STEPS, STAGE, AND SCREEN
Nearly two decades later, Brian is well-known throughout the city for his expansive personality, tenacious work ethic, and inclination toward volunteerism.
His jogging route leads him throughout downtown, past the tables and chairs of Broadway’s popular eateries.
His recurring characters (such as Norma, his most cherished) have been mainstays on the No Shame Theatre stage for years.
“I created [Norma] while I was driving back from Nebraska, years ago,” he says, “She’s a gossipy old woman and you never really know what she’s going to say or do.”
Brian remembers the first week of No Shame back in 2009: “It was like, wow, how come we haven’t had this before? It was a lot of fun.”
He’s still an active participant thirteen years later, believing No Shame to be a powerful and transformative setting that lets people “get their creative urges out” and “boost your own ego and confidence.”
In 2020, he starred in the Springer/Seven Zero Six collaboration film titled Stream It, which prominently features his carefully restored Lion House home. “It was a ball to do,” he says simply. Directed by John Houzer and written by Dan Quigley, with contributions from other Columbus based artists, Stream It is available to watch for free at vimeo.com/393085512.
Rooting into Columbus “Folks just come up to me,” he says, “and they go, ‘Brian, you’re always so involved. How can I be like you?’”
“I go, ‘Oh, geez, you don’t want to be like me,” laughing with a little self-deprecation before clarifying, “Well, here’s your guidance. Don’t do what I’m doing. If [something] is important to you, then roll up your sleeves and get involved. Do what would be a passion for you.”

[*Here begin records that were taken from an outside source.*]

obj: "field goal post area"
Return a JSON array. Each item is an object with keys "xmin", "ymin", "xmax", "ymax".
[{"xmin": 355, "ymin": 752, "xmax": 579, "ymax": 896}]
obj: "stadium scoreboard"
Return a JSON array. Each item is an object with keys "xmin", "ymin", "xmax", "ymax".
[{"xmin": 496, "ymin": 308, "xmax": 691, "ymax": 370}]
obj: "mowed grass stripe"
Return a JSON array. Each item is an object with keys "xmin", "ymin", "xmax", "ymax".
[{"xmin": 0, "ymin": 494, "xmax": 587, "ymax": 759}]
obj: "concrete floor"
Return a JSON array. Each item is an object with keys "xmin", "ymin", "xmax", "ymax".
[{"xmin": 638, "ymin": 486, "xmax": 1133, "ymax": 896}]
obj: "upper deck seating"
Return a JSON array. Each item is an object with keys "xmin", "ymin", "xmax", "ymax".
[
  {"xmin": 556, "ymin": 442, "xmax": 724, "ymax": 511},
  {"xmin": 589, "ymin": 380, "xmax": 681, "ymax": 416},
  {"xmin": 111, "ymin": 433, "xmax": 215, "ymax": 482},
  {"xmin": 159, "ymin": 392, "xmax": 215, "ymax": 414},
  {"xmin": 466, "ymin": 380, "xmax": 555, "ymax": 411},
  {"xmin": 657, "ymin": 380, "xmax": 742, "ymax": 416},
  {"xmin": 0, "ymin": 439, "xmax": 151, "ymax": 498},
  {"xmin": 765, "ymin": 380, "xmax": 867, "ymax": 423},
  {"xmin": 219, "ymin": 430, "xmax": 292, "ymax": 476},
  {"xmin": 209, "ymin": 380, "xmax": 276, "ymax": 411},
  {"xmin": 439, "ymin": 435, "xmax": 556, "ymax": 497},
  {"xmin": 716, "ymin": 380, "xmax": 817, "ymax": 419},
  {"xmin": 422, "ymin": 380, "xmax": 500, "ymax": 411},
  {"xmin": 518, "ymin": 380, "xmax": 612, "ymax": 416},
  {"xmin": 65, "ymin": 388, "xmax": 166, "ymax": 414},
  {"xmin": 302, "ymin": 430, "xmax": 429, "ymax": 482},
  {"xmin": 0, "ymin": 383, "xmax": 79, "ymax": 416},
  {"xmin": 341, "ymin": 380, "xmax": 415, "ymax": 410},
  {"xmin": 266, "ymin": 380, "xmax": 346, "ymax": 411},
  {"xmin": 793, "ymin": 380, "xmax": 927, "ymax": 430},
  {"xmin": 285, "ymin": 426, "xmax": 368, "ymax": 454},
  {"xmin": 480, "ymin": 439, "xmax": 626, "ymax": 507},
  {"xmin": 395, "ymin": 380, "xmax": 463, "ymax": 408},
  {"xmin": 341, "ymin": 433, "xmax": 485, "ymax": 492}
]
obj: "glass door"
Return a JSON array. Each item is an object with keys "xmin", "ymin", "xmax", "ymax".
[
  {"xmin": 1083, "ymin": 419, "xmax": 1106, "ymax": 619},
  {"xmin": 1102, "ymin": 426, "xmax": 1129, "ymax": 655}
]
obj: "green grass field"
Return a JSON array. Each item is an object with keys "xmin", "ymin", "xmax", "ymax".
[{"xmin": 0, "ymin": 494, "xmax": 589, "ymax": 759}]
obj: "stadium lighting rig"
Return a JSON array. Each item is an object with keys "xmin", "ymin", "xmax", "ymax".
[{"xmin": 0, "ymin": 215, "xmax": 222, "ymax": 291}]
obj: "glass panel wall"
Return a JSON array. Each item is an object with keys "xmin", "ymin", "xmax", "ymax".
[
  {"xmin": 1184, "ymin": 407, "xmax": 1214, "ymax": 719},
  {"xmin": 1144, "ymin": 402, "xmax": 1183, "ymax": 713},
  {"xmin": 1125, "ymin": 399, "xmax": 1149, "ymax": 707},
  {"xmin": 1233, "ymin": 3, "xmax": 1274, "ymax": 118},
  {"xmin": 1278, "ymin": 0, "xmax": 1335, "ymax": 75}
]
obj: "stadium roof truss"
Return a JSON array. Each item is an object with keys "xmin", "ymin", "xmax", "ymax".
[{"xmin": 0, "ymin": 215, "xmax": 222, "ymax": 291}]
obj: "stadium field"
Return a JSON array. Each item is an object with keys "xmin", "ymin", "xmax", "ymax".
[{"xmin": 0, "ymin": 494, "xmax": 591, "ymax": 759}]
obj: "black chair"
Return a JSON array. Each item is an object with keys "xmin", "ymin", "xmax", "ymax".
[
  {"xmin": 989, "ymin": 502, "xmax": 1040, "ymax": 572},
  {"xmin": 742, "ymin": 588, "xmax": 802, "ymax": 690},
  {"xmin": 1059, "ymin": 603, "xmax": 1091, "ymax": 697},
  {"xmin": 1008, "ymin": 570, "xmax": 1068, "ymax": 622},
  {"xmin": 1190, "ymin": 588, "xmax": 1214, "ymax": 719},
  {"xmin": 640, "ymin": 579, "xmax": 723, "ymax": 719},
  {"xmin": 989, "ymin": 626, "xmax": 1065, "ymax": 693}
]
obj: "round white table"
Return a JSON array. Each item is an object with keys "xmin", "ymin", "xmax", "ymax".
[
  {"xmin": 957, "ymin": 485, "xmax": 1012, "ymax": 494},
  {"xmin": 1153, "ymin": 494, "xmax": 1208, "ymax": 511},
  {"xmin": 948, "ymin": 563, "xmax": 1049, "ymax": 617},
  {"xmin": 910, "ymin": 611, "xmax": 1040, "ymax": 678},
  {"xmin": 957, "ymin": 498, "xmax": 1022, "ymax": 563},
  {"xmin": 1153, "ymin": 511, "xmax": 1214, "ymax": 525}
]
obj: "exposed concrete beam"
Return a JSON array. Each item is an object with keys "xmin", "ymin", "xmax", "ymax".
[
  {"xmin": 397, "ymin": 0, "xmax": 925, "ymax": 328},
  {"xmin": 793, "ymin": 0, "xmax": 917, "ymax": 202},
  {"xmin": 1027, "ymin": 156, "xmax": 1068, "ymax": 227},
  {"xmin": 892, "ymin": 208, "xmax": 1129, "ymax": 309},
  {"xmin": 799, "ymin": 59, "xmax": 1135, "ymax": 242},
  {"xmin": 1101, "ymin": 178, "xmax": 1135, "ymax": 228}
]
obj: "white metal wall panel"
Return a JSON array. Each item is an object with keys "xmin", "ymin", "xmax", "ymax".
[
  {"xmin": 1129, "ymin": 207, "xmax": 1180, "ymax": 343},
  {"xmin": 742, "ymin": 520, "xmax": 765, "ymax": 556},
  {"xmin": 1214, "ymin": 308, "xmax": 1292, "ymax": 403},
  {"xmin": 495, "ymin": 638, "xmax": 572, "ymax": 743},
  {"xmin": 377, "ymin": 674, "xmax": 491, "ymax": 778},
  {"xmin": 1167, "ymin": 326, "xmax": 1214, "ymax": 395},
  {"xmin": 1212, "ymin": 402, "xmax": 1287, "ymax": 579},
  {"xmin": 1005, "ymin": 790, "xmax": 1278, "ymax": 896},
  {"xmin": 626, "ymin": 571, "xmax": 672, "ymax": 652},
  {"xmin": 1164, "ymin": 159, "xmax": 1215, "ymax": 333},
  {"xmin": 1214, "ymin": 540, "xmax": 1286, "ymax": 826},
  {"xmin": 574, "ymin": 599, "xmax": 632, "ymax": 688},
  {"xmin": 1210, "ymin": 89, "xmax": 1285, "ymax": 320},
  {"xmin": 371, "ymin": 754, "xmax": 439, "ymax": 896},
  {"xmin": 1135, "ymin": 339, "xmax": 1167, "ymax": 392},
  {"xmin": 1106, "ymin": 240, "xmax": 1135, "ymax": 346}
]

To learn more about Brian and his role in the community, visit SpringerOperaHouse.org, HistoricColumbus.com, or search “The Lion House Columbus, Georgia” on Wikipedia. You can also catch Brian on the podcast “Off the Cuff Drunks,” on anything other than SoundCloud.
On Friday nights, you’re likely to find him performing at No Shame Theatre, often as Norma or one of his other personas; performances begin at 10:30 p.m. with only a $5 cover charge.
Or, just hang out downtown and you might see him eclipsing the sun on one of his afternoon runs.